You can work around much of the annoying stuff in multi-step setups by using SSH's ProxyCommand configuration variable. For example, you could have something like this in your local .ssh/config:

  Host prod-db
    ProxyCommand ssh bastion nc -w1 %h %p
After which 'ssh prod-db' and 'scp prod-db:...' work as if the bastion host wasn't between you and prod-db.

"Second, getting a dump of a table from your MySQL DB with SSH+keys:"

If you can access prod-db with SSH, you can dump the database with a single command:

  $ ssh prod-db mysqldump what-i-need > file.sql


  > ssh prod-db 
  > mysqldump what-i-need > file.sql
  > exit
  > scp prod-db:file.sql .
I remember running across a tutorial/blog post once about how to automatically setup back-channel on an ssh connection so that you could do:

  > ssh prod-db
  > mysqldump what-i-need > file.sql
  > scp file.sql mymachine:.
Edit: Here's a similar article (the one I was thinking about is older than this one) --

article: http://codysoyland.com/2010/jun/6/ssh-tip-automatic-reverse-...

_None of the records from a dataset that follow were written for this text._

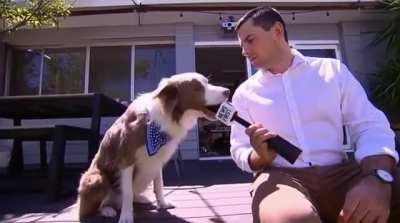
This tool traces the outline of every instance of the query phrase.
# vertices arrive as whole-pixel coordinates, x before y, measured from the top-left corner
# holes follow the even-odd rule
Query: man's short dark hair
[[[238,23],[236,24],[235,31],[239,30],[239,28],[249,19],[253,21],[253,25],[260,26],[265,31],[269,31],[276,22],[282,23],[285,41],[288,42],[286,24],[283,21],[282,16],[276,9],[264,6],[257,7],[246,12],[246,14],[244,14],[244,16],[240,18]]]

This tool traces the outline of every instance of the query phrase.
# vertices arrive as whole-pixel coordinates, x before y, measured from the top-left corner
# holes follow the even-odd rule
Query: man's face
[[[237,31],[243,56],[257,68],[268,68],[278,53],[273,27],[266,31],[261,26],[254,26],[253,20],[249,19]]]

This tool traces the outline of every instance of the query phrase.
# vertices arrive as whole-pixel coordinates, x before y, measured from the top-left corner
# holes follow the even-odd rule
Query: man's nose
[[[224,95],[225,97],[229,97],[229,95],[231,95],[231,91],[230,91],[229,89],[226,89],[226,90],[223,92],[223,95]]]
[[[244,57],[247,57],[249,55],[248,53],[246,53],[246,49],[244,47],[242,48],[242,55]]]

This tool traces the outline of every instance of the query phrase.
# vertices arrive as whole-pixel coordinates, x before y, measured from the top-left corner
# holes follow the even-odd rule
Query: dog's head
[[[221,104],[229,94],[229,89],[208,83],[199,73],[183,73],[161,80],[155,97],[162,101],[164,111],[180,123],[187,116],[215,120],[215,113],[207,107]]]

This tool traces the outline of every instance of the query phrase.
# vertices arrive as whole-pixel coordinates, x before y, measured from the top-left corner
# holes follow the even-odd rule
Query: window
[[[15,50],[12,61],[10,95],[38,94],[41,53],[33,50]]]
[[[83,93],[85,53],[85,48],[45,50],[42,94]]]
[[[131,46],[90,48],[89,92],[130,100]]]
[[[14,50],[10,95],[84,92],[85,49]]]
[[[175,74],[175,46],[135,48],[135,96],[157,88],[163,77]]]
[[[298,49],[300,53],[308,57],[336,58],[335,49]]]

hn discussion: http://news.ycombinator.com/item?id=1409263


  > ssh prod-db 
  > mysqldump what-i-need > file.sql
  > exit
  > scp prod-db:file.sql .

You can definitely do better than that with ssh:

  ssh prod-db "mysqldump what-i-need" > file.sql
If the dump is large and the network is the bottleneck, you can also do it like this:

  ssh prod-db "mysqldump what-i-need | p7zip" | p7zip -d > file.sql
Edit: Noste gave the right oneliner, sorry I didn't notice it at first. Consider mine only as an expansion of his second point.


That diagram was drawn like that just for exemplifying purposes.

Just to illustrate what network interfaces you would use for communicating between server processes.